Software developed by an events organiser facilitates the efficient distribution of helpers according to where they are needed most, everything from the demolition or reconstruction of family homes to clearing up one of many local vineyards to scouring debris out of school buildings.
“We had little choice other than to take things into our own hands and organise ourselves, as things were otherwise happening too slowly, too inflexibly, or not at all,” said Thomas Putz, whose orthopaedics business was hit by the floods and is now coordinating a privately organised volunteer effort of more than 100,000 helpers.
He said had made a deliberate effort to keep politics out of the relief effort after attempts by groups including the far right and Covid sceptics to infiltrate the ranks.
“I thank everyone when they arrive, telling them they’re the best, but also stressing we do not want any influencers or people who are here to further their own political interests.

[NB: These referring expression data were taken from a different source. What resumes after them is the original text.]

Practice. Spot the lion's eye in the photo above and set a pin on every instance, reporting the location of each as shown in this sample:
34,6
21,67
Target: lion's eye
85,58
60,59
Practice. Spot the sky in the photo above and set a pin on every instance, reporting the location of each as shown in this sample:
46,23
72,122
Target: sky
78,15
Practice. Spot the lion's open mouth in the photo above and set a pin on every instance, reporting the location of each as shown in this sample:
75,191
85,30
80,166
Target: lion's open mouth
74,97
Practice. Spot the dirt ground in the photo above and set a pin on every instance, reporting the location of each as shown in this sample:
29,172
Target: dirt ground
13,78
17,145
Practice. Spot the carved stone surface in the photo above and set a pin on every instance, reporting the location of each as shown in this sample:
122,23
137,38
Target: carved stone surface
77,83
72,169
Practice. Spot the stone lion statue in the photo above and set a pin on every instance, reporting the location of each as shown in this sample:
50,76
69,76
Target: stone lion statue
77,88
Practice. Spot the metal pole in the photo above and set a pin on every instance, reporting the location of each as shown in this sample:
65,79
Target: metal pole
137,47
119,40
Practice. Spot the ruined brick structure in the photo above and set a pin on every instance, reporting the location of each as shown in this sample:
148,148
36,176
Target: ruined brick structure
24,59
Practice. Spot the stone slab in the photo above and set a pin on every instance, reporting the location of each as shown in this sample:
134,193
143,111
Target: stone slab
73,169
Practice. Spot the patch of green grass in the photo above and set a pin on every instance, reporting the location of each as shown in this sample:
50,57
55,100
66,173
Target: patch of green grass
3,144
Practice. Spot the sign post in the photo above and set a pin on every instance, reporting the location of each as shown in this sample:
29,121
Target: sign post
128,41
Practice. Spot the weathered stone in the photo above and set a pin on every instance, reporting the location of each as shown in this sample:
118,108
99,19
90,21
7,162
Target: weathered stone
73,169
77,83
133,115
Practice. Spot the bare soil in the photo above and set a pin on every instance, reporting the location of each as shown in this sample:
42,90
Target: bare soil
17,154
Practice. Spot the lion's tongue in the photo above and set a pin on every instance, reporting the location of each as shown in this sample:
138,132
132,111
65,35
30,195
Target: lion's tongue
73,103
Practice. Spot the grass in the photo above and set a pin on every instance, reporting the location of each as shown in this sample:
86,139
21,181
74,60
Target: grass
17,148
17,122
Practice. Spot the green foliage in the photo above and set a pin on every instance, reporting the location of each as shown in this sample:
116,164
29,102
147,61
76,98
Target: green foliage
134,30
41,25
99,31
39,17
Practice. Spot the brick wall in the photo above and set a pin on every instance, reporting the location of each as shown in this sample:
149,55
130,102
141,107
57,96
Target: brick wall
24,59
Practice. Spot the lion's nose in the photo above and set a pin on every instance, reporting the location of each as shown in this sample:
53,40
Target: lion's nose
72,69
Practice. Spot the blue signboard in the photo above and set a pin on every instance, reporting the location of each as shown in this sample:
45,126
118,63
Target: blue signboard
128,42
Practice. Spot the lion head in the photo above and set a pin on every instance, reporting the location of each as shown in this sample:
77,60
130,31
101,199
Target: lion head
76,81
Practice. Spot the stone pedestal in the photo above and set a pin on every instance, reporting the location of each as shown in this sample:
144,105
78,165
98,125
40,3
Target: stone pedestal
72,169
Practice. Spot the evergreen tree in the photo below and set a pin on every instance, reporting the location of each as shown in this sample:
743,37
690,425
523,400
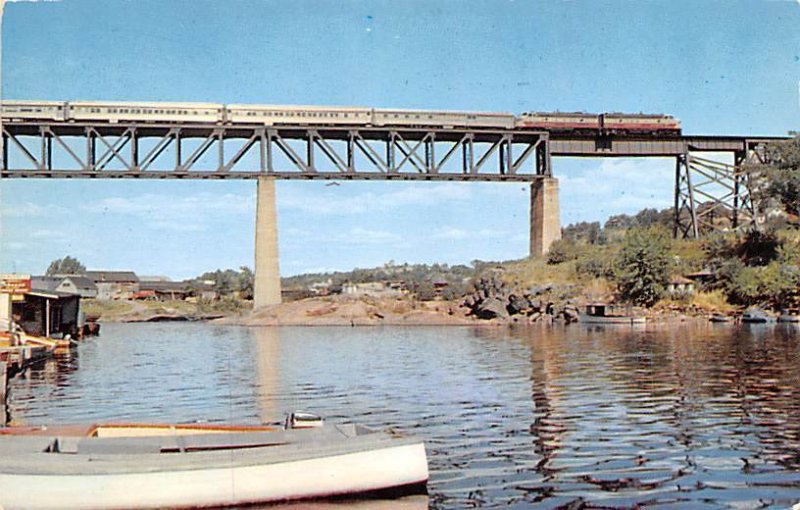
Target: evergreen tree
643,265
67,265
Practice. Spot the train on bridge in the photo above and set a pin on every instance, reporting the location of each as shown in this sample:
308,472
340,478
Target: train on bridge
590,124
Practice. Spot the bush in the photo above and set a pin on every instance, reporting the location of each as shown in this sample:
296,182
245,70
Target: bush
561,251
594,264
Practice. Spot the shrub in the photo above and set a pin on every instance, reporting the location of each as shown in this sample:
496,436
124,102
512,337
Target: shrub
561,251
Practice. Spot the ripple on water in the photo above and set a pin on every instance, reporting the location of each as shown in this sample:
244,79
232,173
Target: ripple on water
692,417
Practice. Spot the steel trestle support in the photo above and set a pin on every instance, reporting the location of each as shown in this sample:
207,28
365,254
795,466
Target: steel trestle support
75,150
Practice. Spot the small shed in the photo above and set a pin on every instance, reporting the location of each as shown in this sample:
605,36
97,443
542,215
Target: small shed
48,313
680,286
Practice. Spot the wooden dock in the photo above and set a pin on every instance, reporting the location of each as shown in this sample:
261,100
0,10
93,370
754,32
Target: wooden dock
3,393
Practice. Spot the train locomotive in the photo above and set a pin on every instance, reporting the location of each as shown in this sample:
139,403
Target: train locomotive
276,115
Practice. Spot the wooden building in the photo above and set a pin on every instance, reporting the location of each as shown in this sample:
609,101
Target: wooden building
114,284
48,313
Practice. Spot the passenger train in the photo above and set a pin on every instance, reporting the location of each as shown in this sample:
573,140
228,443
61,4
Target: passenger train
272,115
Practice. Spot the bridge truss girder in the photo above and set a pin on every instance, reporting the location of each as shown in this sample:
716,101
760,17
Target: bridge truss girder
286,152
715,196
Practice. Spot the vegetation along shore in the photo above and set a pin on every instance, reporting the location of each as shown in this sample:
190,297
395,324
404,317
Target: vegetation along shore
630,259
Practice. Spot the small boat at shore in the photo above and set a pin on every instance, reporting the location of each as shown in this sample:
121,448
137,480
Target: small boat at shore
789,315
602,313
136,466
720,318
756,316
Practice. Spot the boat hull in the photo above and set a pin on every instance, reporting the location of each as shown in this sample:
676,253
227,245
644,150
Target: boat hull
290,471
589,319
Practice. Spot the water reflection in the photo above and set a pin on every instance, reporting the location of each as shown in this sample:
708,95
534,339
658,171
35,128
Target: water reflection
696,415
267,342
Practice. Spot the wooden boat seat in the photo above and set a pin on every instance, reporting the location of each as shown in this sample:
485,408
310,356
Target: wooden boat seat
178,443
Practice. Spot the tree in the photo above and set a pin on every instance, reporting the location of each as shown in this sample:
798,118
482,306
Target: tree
245,282
783,175
67,265
643,265
561,251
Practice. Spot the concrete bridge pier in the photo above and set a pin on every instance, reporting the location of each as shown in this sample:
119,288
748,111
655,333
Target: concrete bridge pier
545,215
267,285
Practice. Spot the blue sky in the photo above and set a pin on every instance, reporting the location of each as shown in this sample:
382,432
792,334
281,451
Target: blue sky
721,67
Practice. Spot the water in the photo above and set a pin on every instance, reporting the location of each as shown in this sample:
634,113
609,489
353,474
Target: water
693,416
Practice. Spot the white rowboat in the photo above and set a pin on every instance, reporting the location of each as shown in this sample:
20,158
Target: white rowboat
145,466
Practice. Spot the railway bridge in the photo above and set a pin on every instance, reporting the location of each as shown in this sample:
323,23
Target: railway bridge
705,188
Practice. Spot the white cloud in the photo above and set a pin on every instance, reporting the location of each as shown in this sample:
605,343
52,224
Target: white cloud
615,186
189,206
310,200
176,226
360,235
31,209
16,246
461,234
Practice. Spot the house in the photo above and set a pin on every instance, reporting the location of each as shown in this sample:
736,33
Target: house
80,285
114,284
363,289
163,290
72,284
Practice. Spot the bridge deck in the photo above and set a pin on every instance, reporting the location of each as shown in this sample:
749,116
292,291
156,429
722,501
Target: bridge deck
58,149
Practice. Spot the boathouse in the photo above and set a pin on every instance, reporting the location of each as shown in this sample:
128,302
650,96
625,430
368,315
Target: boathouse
48,313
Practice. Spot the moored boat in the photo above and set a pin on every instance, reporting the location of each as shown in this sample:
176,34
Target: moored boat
609,314
789,315
756,316
720,317
188,466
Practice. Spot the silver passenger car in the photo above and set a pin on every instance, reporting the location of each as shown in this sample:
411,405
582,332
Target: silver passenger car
443,119
117,111
271,115
27,110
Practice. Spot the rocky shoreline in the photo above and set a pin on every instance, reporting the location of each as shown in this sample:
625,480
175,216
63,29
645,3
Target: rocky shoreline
491,304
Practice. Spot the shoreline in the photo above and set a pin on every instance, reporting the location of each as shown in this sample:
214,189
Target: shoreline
345,311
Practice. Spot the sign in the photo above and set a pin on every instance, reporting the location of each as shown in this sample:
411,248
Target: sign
15,284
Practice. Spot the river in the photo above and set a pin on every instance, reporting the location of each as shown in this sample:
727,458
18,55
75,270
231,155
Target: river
690,416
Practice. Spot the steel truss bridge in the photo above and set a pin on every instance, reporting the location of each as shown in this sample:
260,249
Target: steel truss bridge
708,193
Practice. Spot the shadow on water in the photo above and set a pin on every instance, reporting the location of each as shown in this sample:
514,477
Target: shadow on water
694,415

We need to get this valley out of the mess it’s in and that includes filtering it to keep out those that have no place here.”
His message politely extends to elected politicians as well, he said.
Armin Laschet, the candidate for chancellor from Angela Merkel’s party and her preferred successor, has contributed to the backlash after he was caught on camera laughing at a joke in a flood-stricken town while Germany’s president was delivering a solemn speech. It is repeatedly referred to locally and could yet cost Laschet the election.
“It’s fine if they come to gather their own impressions,” Putz said. “But I politely tell them that we want to be left to get on with the job.”
At the rubbish dump, Marcus Zintel, a building constructor from St Ingbert, 210 km away, who arrived as a volunteer days after the flood struck, said tensions on the site were running high. “We’re often confronting political influencers who come here with their drone cameras and argue on camera that the sheer amount of waste here proves that the authorities are doing nothing, when it merely reflects the scale of the disaster,” he said. “When we arrive first thing every morning, the site is already full again.”
He said that the climate crisis was a rarely discussed topic. “Strangely, people prefer to say it’s the state that has failed and that we need to straighten the river back to its pre-flood course, to get things back to how they were. The idea is absurd.”
In a trailer in a Bad Neuenahr-Ahrweiler car park, Silke Wolf, a voluntary hairdresser with the association Barber Angels, was busy snipping. She said that although she intended to vote, she might yet ruin her ballot paper, as the election was “like choosing between cholera and the plague”. She had no trust in any of the parties, least of all the Greens.
“It does not feel like the Greens have grasped the big picture. It will take more than an electric car – which I can’t afford anyway – to sort out the mess we’re in,” she said. “Whether coronavirus or the floods, the universe has given us a kick up the backside and it’s about time those in power recognised that.”